Live Stage: Brian Holmes [
NYC]
Post-Fordisms and Culture by Brian Holmes, moderated by Yates McKee — Part of Living as Form :: June 30, 2011; 6:30 - 8:00 pm :: The Cooper Union - Rose Auditorium, 41 Cooper Square, New York, NY.
Brian Holmes is an American Born (California) theorist, writer and translator living in Chicago, Illinois. He is a Professor of Philosophy at the European Graduate School in Saas-Fee, Switzerland, where he teaches an intensive summer seminar. He has worked with the French Graphics collective Ne Pas Plier (Do Not Bend) and the French cartography collective Bureau d’Etudes.
Holmes holds a doctorate in Romance Languages and Literatures from the University of California at Berkeley, is the author of the book Hieroglyphs of the Future. He was the English editor of publications for Documenta X, Kassel, Germany, 1997. Holmes gives lectures widely in Europe and North & South America, is a frequent contributor to the international mailinglist Nettime, the art magazines Springerin (Austria) and Brumaria (Spain) and the interdisciplinary journal Multitudes (France).

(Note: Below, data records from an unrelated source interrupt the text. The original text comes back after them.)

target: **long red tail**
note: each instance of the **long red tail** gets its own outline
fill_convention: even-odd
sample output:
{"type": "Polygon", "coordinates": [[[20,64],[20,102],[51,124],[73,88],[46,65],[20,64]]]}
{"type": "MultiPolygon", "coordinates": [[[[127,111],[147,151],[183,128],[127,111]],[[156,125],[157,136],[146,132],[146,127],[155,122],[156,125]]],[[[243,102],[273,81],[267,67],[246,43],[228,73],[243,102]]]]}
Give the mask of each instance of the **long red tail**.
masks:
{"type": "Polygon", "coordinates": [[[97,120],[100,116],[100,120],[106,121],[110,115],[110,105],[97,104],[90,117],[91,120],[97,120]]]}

In recent years, Holmes has been co-organizing a series of seminars with the New York City based reading group 16 Beaver Group under the title Continental Drift, working on the issues of geopolitics and geopoetics. He maintains a blog under the same name with the additional subtitle ‘the other side of neoliberal globalization’.

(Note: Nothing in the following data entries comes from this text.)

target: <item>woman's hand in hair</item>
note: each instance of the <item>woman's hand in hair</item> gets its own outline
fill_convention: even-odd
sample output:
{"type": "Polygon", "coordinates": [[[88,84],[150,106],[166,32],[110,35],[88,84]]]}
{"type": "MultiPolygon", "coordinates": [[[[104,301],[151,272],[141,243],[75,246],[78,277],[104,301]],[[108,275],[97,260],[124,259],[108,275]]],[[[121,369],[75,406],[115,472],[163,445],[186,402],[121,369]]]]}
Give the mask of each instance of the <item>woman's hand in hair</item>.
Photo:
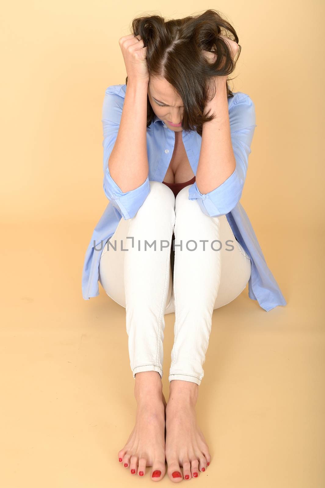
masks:
{"type": "Polygon", "coordinates": [[[147,48],[140,36],[130,34],[119,40],[127,74],[127,82],[149,82],[149,71],[146,61],[147,48]]]}

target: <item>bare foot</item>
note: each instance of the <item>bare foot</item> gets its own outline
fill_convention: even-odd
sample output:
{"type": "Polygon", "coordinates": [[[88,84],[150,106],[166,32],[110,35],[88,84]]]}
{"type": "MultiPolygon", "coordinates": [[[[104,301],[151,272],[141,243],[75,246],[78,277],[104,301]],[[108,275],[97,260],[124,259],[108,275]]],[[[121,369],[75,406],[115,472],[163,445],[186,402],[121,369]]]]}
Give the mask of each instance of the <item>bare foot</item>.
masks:
{"type": "Polygon", "coordinates": [[[135,426],[118,453],[119,461],[131,474],[143,476],[152,466],[153,481],[163,477],[165,468],[165,409],[160,375],[157,371],[137,373],[134,395],[137,401],[135,426]]]}
{"type": "Polygon", "coordinates": [[[196,421],[195,405],[199,394],[196,383],[173,380],[166,407],[166,460],[172,481],[197,478],[205,471],[211,457],[196,421]],[[183,475],[180,466],[183,468],[183,475]]]}

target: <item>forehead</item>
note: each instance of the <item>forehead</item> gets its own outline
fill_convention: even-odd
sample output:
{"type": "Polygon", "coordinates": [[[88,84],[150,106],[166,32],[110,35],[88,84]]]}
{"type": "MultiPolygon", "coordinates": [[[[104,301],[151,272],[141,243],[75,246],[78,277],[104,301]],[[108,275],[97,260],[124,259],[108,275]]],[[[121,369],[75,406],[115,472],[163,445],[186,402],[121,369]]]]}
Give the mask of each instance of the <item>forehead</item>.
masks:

Post-Fordisms and Culture is the second in a three-part series of talks leading up to the opening of Living as Form, an unprecedented project that explores over 20 years of cultural works that blur the forms of art and everyday life, and emphasize participation, dialogue, community engagement, and activism around social issues. Living as Form provides a historical look at these socially engaged alternative practices, and the role artists have played in reshaping our world. Presented by New York City-based public art presenter Creative Time, the project brings together 25 curators, document over 100 artists projects in a survey exhibition at the historic Essex Street Market building, create six new social based commissions throughout the Lower East Side, hold three public talks, and culminate with a book that addresses this complex field of cultural production.